I am wondering... is saying

$\mathcal{N}\left(0,\begin{bmatrix} 0.1 & 0.02 \\ 0.02 & 0.3 \end{bmatrix}\right)$ equivalent to $\mathcal{N}\left(\begin{bmatrix} 0 & 0 \\ 0 & 0 \end{bmatrix},\begin{bmatrix} 0.1 & 0.02 \\ 0.02 & 0.3 \end{bmatrix}\right)$

Answer 1

The multivariate normal distribution in $\mathbb{R}^{d}$ is denoted by $\mathcal{N}(\mu,\Sigma)$ where $\mu \in \mathbb{R}^{d}$ and $\Sigma \in \mathcal{M}_{d}(\mathbb{R})$ is as symmetric positive matrix.

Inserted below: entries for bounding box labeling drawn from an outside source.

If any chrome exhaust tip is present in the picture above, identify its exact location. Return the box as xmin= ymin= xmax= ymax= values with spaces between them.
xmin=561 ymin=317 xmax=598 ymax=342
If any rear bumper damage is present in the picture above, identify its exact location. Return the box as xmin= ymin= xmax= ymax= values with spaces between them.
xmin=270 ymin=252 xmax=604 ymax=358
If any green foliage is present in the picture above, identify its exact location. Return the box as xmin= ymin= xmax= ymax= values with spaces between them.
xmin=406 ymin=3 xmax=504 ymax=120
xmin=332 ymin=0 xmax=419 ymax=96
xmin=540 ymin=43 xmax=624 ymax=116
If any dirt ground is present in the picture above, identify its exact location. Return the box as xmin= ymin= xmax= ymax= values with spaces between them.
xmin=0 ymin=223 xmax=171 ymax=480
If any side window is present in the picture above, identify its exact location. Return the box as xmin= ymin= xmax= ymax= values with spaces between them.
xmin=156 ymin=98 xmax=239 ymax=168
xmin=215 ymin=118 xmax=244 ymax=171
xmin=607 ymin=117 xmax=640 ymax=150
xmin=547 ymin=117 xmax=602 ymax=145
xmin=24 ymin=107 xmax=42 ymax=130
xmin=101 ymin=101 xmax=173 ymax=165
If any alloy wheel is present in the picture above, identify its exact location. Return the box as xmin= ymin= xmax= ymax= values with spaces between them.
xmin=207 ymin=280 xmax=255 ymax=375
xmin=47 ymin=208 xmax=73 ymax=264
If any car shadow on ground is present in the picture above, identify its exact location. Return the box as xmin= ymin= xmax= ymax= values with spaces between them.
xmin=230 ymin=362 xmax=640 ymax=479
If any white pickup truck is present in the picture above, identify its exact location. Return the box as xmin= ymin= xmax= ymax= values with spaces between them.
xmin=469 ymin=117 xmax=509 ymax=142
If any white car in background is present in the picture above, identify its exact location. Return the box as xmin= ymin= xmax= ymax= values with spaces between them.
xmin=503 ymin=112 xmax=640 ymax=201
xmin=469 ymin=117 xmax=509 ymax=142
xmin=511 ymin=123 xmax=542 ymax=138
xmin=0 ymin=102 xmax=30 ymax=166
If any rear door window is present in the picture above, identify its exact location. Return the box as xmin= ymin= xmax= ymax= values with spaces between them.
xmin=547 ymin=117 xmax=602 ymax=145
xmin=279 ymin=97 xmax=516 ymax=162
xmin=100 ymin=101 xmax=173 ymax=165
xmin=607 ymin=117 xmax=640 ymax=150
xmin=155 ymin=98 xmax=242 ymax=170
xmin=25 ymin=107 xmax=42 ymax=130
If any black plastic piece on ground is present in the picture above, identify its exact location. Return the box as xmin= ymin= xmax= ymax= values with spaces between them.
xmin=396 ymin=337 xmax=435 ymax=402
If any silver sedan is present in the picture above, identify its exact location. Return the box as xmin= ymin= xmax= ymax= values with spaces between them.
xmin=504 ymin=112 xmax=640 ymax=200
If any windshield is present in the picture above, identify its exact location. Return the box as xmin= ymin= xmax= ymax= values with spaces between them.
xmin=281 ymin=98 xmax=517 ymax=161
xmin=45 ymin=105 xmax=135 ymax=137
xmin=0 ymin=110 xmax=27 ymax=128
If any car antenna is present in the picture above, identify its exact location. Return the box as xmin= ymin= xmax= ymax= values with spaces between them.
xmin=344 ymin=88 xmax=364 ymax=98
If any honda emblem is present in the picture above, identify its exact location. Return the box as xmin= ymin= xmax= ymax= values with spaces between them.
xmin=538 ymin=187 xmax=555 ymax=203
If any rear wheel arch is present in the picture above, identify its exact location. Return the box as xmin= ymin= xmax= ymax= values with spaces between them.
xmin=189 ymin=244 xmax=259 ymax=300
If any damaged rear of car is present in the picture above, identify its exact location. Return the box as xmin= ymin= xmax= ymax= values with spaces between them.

The associated probability density function is :

$$ x \in \mathbb{R}^{d} \, \longmapsto \, \frac{1}{(\sqrt{2\pi})^d} \frac{1}{\sqrt{\det(\Sigma)}} \exp \Big( -\frac{1}{2} (x-\mu)^{\top} \Sigma^{-1} (x-\mu) \Big) $$

As a consequence, only $\mathcal{N}\Big( \begin{bmatrix} 0 \\ 0 \end{bmatrix}, \begin{bmatrix} 0.1 & 0.02 \\ 0.02 & 0.3 \end{bmatrix} \Big)$ makes sense, since the mean must be a vector in $\mathbb{R}^{2}$.

Answer 2

If this is supposed to represent a bivariate normal distribution then the mean should be a $1\times 2$ vector and the covariance matrix should be symmetric, such as $\mathcal{N}\left(\begin{bmatrix} 0 \\ 0 \end{bmatrix},\begin{bmatrix} 0.1 & 0.02 \\ 0.02 & 0.3 \end{bmatrix}\right)$

Answer 3

In mathematics, $0$ is often used to mean the zero vector in any vector space. In this case, the covariance matrix is a $2\times 2$ matrix, then the mean is a vector in $\mathbb{R}^2$, so the zero vector is $\begin{bmatrix}0\\0\end{bmatrix}$.